For Developers

scrapai is a database-backed scraping orchestration layer built on Scrapy. AI agents generate JSON spider configs instead of writing Python files.

Analysis and Review

During site analysis, agents write detailed notes in sections.md documenting URL patterns, site structure, and extraction strategy. Review the analysis, correct assumptions, and refine the approach before finalizing configs.

Full Control

Write configs by hand, edit generated ones, override settings per spider, or write custom callbacks with your own CSS/XPath selectors:

./scrapai spiders import my_config.json --project myproject

Team Benefits

All configs follow the same schema.
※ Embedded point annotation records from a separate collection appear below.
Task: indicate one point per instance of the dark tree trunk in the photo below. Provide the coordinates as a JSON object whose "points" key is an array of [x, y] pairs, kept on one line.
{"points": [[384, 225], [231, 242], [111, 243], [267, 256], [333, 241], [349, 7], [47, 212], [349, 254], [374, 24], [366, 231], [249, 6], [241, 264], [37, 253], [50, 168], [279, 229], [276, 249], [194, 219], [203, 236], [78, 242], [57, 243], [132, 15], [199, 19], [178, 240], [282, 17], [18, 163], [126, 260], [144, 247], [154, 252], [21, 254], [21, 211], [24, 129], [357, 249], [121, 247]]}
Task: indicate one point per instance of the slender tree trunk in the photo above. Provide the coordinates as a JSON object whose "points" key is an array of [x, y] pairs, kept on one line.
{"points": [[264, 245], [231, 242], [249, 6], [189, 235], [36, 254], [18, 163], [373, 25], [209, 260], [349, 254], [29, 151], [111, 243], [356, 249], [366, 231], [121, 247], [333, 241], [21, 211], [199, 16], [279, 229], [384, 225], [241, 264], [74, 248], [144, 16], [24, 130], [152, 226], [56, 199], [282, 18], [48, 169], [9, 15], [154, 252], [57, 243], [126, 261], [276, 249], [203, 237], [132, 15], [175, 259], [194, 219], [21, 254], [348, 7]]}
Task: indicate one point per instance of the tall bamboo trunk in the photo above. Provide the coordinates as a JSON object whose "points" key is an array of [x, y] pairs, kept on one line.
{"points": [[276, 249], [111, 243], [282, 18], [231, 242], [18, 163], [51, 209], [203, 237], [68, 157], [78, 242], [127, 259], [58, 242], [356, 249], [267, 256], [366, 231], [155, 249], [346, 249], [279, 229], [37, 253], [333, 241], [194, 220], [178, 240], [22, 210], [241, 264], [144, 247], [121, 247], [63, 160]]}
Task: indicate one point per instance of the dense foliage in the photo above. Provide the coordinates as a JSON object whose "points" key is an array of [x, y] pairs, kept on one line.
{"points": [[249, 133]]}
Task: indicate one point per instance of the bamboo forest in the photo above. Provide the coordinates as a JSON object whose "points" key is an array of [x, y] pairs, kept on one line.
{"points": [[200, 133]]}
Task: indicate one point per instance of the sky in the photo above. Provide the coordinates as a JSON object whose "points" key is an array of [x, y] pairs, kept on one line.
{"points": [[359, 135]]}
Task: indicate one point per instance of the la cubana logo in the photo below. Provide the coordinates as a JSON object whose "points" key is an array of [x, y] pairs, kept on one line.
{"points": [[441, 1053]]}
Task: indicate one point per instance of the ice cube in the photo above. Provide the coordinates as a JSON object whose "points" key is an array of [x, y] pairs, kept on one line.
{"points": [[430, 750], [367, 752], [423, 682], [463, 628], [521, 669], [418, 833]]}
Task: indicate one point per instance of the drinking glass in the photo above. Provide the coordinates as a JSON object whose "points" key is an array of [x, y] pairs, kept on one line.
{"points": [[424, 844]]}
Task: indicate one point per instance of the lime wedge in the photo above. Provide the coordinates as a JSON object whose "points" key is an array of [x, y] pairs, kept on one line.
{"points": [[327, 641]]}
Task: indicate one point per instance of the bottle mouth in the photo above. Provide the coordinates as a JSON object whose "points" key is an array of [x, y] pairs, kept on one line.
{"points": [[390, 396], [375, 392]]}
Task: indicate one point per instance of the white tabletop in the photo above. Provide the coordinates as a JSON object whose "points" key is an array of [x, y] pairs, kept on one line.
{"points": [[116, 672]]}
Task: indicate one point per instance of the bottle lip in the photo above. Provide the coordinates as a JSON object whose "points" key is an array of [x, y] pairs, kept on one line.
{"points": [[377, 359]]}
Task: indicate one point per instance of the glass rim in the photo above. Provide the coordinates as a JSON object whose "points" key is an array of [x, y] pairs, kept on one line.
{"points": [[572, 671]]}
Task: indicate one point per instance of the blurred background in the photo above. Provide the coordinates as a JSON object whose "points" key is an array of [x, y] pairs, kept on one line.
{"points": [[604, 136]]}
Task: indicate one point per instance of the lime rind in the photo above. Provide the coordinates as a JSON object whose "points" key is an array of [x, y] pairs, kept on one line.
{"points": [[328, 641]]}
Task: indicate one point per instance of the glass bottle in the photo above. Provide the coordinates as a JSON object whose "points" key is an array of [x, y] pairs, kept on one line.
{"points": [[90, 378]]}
Uniform structure across the fleet means easier code review, debugging, and onboarding. One developer can pick up another’s spider without decoding personal style choices.

Architecture

scrapai is an orchestration layer on top of Scrapy. Instead of writing a Python spider file per website, an AI agent generates a JSON config and stores it in a database. A single generic spider (DatabaseSpider) loads any config at runtime.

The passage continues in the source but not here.